This chapter examines the past and current uses of record linkage, along with opportunities for the method in the future. We pay particular attention to the use of record linkage in statistical sampling, especially in the sections on current and future uses. In the coming years, record linkage will play a key role in the analysis of non-probability samples, and open research questions exist which deserve careful consideration. This chapter will thus conclude by laying out these questions, discussing their critical nature, and offering paths toward solutions.

2 Past Uses of Record Linkage

Historically, record linkage has been primarily used to link records of people, businesses, or addresses (Fellegi, 1999). Often the linking variables are comprised of words (or strings). An example of two files to link is in Fig. 1. File A and B share the variables Name, City, and Birth Year and those are the linking variables. Suppose it is of interest to combine the files to determine the relationship between Marital Status (only in File A) and Number of Children (only in File B).

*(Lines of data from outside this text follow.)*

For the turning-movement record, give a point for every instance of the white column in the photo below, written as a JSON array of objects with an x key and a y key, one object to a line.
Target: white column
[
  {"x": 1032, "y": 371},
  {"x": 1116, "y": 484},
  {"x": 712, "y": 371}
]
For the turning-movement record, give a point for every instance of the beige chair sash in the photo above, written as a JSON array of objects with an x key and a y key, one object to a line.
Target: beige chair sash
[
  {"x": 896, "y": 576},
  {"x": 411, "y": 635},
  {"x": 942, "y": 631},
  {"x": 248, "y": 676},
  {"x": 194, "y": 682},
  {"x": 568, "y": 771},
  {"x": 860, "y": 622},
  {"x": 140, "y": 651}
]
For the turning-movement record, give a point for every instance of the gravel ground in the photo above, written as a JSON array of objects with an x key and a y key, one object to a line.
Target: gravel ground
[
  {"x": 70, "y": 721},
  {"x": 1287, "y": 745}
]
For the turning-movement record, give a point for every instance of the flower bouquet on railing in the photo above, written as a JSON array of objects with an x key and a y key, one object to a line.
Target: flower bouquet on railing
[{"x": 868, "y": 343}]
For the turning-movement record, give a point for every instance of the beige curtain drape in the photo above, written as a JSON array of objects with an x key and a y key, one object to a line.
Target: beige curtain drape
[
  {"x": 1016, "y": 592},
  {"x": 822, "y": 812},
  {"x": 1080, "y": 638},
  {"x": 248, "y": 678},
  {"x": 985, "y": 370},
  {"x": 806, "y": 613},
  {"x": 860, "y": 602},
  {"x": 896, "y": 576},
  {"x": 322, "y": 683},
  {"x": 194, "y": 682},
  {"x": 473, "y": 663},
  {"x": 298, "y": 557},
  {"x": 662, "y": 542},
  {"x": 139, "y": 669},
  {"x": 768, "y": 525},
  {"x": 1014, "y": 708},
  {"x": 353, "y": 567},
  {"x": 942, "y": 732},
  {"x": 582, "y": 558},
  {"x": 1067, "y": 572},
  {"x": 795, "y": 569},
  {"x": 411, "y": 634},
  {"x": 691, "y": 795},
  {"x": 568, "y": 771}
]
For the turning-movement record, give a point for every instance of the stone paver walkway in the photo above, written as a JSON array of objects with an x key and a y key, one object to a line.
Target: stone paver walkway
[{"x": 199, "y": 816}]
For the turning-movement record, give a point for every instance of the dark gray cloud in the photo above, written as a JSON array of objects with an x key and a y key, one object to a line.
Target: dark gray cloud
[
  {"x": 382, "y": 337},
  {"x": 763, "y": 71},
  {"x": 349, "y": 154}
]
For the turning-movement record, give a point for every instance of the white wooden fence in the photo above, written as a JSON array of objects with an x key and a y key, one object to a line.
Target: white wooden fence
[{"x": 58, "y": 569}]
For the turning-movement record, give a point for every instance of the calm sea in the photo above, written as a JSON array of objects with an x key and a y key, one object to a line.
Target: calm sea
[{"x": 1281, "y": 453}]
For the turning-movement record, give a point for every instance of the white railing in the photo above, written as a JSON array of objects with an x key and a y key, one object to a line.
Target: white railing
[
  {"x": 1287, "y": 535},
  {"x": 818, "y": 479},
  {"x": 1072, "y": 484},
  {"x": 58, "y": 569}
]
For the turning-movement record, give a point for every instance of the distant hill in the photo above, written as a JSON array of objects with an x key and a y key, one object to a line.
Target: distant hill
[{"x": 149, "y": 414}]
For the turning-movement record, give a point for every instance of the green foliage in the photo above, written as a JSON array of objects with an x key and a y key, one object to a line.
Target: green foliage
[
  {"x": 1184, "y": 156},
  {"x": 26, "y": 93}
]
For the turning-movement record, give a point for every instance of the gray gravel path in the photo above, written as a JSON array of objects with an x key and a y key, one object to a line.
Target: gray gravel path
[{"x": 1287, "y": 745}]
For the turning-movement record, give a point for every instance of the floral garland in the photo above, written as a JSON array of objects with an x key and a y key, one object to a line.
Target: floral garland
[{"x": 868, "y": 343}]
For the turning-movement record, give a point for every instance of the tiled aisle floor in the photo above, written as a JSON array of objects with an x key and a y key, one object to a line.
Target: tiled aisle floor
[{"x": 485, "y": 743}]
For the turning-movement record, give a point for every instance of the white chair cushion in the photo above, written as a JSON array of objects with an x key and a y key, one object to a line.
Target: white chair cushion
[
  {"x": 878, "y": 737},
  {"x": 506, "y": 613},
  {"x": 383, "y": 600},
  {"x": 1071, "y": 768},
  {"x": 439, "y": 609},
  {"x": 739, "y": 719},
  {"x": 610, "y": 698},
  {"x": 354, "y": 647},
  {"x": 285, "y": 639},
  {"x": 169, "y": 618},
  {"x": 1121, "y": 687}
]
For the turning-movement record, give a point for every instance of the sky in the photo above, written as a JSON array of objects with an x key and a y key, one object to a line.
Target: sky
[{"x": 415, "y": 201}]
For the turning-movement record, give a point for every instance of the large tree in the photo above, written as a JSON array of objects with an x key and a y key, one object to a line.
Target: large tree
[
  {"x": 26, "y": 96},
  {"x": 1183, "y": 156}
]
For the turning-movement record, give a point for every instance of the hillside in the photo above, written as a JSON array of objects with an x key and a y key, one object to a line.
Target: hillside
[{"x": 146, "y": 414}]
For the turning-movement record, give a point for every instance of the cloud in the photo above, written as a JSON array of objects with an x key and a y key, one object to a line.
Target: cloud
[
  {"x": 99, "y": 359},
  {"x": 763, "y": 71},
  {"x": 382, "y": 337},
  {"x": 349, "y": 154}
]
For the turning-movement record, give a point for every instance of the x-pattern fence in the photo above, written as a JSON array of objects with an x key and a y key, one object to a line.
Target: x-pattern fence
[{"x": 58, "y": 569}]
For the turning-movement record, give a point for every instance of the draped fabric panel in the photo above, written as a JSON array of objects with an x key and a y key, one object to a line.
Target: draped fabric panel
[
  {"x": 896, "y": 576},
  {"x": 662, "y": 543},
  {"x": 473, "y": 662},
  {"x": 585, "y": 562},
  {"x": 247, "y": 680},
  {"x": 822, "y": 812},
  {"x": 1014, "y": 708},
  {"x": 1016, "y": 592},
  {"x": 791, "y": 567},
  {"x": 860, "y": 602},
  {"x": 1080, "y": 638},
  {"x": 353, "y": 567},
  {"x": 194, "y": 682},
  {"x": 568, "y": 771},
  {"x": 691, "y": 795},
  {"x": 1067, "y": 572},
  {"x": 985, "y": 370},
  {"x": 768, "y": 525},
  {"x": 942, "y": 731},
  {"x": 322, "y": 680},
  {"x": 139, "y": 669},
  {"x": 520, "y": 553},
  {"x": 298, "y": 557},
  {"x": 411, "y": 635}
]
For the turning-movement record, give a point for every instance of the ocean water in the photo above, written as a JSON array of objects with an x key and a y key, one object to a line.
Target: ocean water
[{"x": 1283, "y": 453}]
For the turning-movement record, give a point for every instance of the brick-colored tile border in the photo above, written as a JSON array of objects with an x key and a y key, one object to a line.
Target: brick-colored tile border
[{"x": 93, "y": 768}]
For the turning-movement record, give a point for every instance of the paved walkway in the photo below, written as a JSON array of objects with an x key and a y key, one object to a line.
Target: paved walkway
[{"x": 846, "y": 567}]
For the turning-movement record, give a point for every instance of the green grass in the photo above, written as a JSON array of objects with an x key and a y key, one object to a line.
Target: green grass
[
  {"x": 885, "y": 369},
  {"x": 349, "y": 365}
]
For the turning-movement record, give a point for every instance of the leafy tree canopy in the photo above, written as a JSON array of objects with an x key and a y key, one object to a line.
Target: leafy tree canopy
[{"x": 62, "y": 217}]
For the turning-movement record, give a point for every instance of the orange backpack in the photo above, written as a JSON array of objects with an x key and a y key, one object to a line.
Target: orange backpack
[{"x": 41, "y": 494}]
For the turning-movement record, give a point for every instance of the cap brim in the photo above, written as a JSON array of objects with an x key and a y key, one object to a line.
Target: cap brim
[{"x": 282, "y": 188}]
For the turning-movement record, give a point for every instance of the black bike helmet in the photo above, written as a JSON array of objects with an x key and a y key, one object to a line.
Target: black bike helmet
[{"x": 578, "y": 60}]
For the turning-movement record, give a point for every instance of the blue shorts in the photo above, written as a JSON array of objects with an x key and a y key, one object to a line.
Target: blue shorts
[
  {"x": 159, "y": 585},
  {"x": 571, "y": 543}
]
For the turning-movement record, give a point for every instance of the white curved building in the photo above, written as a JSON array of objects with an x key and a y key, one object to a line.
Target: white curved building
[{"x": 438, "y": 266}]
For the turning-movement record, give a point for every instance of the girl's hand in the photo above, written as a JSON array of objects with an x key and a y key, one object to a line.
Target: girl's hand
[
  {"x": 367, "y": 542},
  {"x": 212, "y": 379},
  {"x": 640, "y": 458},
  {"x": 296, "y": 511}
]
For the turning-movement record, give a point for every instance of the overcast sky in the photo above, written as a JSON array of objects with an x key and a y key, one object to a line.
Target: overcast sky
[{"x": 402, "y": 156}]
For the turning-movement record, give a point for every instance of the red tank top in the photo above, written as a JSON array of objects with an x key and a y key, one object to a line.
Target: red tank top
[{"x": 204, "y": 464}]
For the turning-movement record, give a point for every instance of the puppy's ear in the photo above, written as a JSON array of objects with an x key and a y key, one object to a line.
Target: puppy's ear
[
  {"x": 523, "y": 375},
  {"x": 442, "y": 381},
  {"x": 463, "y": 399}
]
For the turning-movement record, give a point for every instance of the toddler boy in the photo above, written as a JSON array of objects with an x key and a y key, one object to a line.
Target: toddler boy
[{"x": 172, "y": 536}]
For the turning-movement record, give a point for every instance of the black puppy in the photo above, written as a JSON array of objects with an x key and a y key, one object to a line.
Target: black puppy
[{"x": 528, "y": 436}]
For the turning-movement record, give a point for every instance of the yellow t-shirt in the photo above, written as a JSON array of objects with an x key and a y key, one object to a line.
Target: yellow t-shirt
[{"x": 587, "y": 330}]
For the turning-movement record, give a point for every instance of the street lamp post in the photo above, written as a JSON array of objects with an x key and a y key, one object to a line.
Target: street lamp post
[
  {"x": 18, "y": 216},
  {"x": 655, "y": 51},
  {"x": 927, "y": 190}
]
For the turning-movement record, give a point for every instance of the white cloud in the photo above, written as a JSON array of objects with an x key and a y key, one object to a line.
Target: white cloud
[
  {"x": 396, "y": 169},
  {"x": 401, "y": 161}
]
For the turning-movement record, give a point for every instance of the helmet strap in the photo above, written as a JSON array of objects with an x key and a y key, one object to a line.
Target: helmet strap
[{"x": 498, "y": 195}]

In Fig. 1, a human analyst could reasonably determine the first entry in File A (linking variable values: Ben Williams, Denver, 1991) matches the second entry in File B (linking variable values: Ben William, Denver, 1991) by observing the misspelling of Williams in the File B entry. In this toy example, the values of the Birth Year and City linking variables are exactly equivalent, but how can the differences in the Name linking variable be expressed? String comparator metrics are now well-known, and some resulted from the need to compare strings for matching purposes. Jaro (1989), Jaro (1995), and Winkler (1990) are seminal works which produced the Jaro-Winkler comparator, a metric producing a value between 0 and 1 to determine how similar two strings are. A thorough examination of the Jaro-Winkler comparator is in Herzog et al. (2007), and a deeper examination of more string comparators is in Cohen et al. (2003).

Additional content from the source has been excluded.